Ik wéét, dat men straks weer gaat uitkijken naar Manus Peet, naar Corrie Scheendert, naar Stijn en Neel Burk, naar Kilometerboekje en Frans Leerlap. Ze zijn er niet. Ik heb met en door hen allen alleen willen peilen het diepste, het verborgenste, dat leeft in de ziel van het volk; ik heb beschreven hun honger naar levensontroering en teederheid, hun haat en hun liefdesdroom. Ik heb symbolische gestalten geschapen, en deze verbeeldingsfiguren, zij leven sterker, dieper, angstvoller dan bestaande menschen.
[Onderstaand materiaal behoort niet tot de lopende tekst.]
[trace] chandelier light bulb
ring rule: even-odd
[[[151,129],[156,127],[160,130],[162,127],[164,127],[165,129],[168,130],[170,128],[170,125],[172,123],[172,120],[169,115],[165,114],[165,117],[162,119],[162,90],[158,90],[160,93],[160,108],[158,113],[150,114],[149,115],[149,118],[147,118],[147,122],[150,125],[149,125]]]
Ik lach om termen als: waarnemingskunst en realisme, omdat ik louter wil geven wat uit de diepte der eeuwen opgezameld is aan gevoel en verbeelding van een volk, dat ondergaat in duistere verdoeming of opleeft in religieuze verrukking, die nog in alle lagen van het volk leven, bewust en onbewust: voor het grootste deel onbewust. Ik vind niets verachtelijker dan menschen te copieeren naar een werkelijkheidsbestaantje. Mijn heele visie is een zuiver poëem, vandaar dat de Jordaners er zelf vaak vreemd tegenover staan, omdat ze hun onderbewustzijn niet kennen. Zij zien alleen straten, stegen en sloppen. Zij gaan onder in hun dagelijksche bedrijf, in hun leven van ellende, als kermisachtige vreugde. Maar ik zocht contact met die massa van het eeuwige uit. Ik heb het diepste van hun zieleleven gepeild; ik ben geen Homerus, maar ik heb gedaan als Homerus, wiens verbeelding óók herschiep, wat in het volk leefde aan droomen en daden. Ik heb van het zienlijke voortdurend gewerkt naar het onzienlijke. Ik heb Achilles naar de Jordaan verplaatst. Nog eens: Ik vind het nabeelden van bestaande menschenfiguren iets weerzinwekkends. Toch heb ik, voor de sociale structuur van mijn boek, grondstoffen noodig. Vandaar mijn zwerven in de Jordaan, want sociale toestanden kun je niet verzinnen’. -
| |
Een Nederlander bij Pirandello op bezoek.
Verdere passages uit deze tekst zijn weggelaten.